Hier soir, de 21h à minuit, le centre-ville de Dijon s’est transformé en vaste scène à ciel ouvert à l’occasion de D’Jazz dans la Ville, rendez-vous gratuit désormais bien installé dans le paysage culturel dijonnais. De la Cour de Flore à la Cour de Bar, en passant par la place des Cordeliers et la place de la Sainte-Chapelle, le public était invité à déambuler au rythme du jazz, de la soul, du blues, de l’afrobeat et des sonorités balkaniques.
Si l’affluence semblait moins importante que l’an dernier, sans doute en raison d’une météo peu clémente et d’un froid bien présent pour une soirée de début d’été, l’événement n’en a pas moins rencontré un beau succès. Les spectateurs présents ont répondu avec enthousiasme à cette proposition musicale généreuse, portée par une programmation variée et de grande qualité.
Au Palais des Ducs, la Cour de Flore a ouvert la soirée avec le Steffens–Zöllner–Kohmann Trio, qui a proposé un univers sonore sensible, entre jazz, improvisation, musique électronique et création contemporaine. Un peu plus tard, les Kalakuta Zombies, orchestre afrobeat du conservatoire de Dijon, ont apporté une énergie plus festive, inspirée par l’héritage de Fela Anikulapo Kuti. Rythmes yoruba, funk, jazz et highlife ont réchauffé l’atmosphère et donné envie de danser malgré la fraîcheur.

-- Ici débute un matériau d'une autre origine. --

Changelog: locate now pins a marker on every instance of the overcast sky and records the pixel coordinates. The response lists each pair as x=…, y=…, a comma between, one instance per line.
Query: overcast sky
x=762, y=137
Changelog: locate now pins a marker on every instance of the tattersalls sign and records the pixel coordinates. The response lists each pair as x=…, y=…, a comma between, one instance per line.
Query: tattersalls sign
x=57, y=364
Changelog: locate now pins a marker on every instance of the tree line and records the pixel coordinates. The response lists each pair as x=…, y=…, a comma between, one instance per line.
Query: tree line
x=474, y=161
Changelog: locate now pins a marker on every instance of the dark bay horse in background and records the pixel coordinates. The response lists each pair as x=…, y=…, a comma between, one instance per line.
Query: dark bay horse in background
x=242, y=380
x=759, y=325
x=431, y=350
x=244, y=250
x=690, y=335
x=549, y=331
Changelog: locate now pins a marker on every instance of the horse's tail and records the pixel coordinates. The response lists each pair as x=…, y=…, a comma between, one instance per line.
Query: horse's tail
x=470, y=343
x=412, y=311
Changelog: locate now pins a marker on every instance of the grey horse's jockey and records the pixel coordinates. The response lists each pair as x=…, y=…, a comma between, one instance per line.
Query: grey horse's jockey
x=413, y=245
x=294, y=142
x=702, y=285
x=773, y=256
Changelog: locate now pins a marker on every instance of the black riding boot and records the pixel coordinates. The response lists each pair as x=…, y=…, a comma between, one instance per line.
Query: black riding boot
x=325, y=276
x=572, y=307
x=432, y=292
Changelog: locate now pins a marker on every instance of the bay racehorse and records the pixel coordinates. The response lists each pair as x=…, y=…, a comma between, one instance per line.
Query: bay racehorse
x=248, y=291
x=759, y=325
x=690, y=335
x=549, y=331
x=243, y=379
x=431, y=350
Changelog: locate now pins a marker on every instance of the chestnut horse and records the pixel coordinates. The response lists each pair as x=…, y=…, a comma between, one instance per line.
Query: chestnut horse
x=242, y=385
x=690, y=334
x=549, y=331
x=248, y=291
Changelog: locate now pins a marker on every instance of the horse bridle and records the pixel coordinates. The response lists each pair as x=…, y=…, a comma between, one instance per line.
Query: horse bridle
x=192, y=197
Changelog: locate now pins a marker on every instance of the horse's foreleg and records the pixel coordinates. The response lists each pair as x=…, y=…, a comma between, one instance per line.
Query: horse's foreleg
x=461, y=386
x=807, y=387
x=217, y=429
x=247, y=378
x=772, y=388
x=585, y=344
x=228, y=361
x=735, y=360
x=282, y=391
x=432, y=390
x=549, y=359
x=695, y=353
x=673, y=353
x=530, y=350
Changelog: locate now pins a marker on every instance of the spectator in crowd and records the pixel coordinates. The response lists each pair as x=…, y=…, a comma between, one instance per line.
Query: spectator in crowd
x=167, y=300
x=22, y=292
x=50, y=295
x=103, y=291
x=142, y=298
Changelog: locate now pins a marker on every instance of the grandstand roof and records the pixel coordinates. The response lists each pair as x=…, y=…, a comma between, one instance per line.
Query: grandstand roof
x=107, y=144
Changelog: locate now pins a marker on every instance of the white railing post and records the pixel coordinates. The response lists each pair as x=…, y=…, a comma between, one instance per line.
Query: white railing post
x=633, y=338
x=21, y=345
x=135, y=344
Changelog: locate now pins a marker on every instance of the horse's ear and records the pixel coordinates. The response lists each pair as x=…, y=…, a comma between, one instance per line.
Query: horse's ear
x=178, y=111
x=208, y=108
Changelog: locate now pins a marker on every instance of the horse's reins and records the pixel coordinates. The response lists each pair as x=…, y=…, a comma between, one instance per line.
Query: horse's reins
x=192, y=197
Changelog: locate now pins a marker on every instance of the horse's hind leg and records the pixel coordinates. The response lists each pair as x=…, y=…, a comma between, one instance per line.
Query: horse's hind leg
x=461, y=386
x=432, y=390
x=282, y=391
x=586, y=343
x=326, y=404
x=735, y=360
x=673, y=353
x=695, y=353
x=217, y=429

Dans la Cour de Bar, le France Balkans Jazz Band a présenté le fruit d’un travail mené durant une résidence dijonnaise de trois jours. Le dialogue entre influences françaises et balkaniques a offert un moment vivant, nourri par l’échange et l’improvisation. La soirée s’est poursuivie avec le Saso Popovski Trio, venu de Macédoine du Nord, dont la musique raffinée et ouverte sur le monde a séduit les amateurs de jazz et de musiques métissées.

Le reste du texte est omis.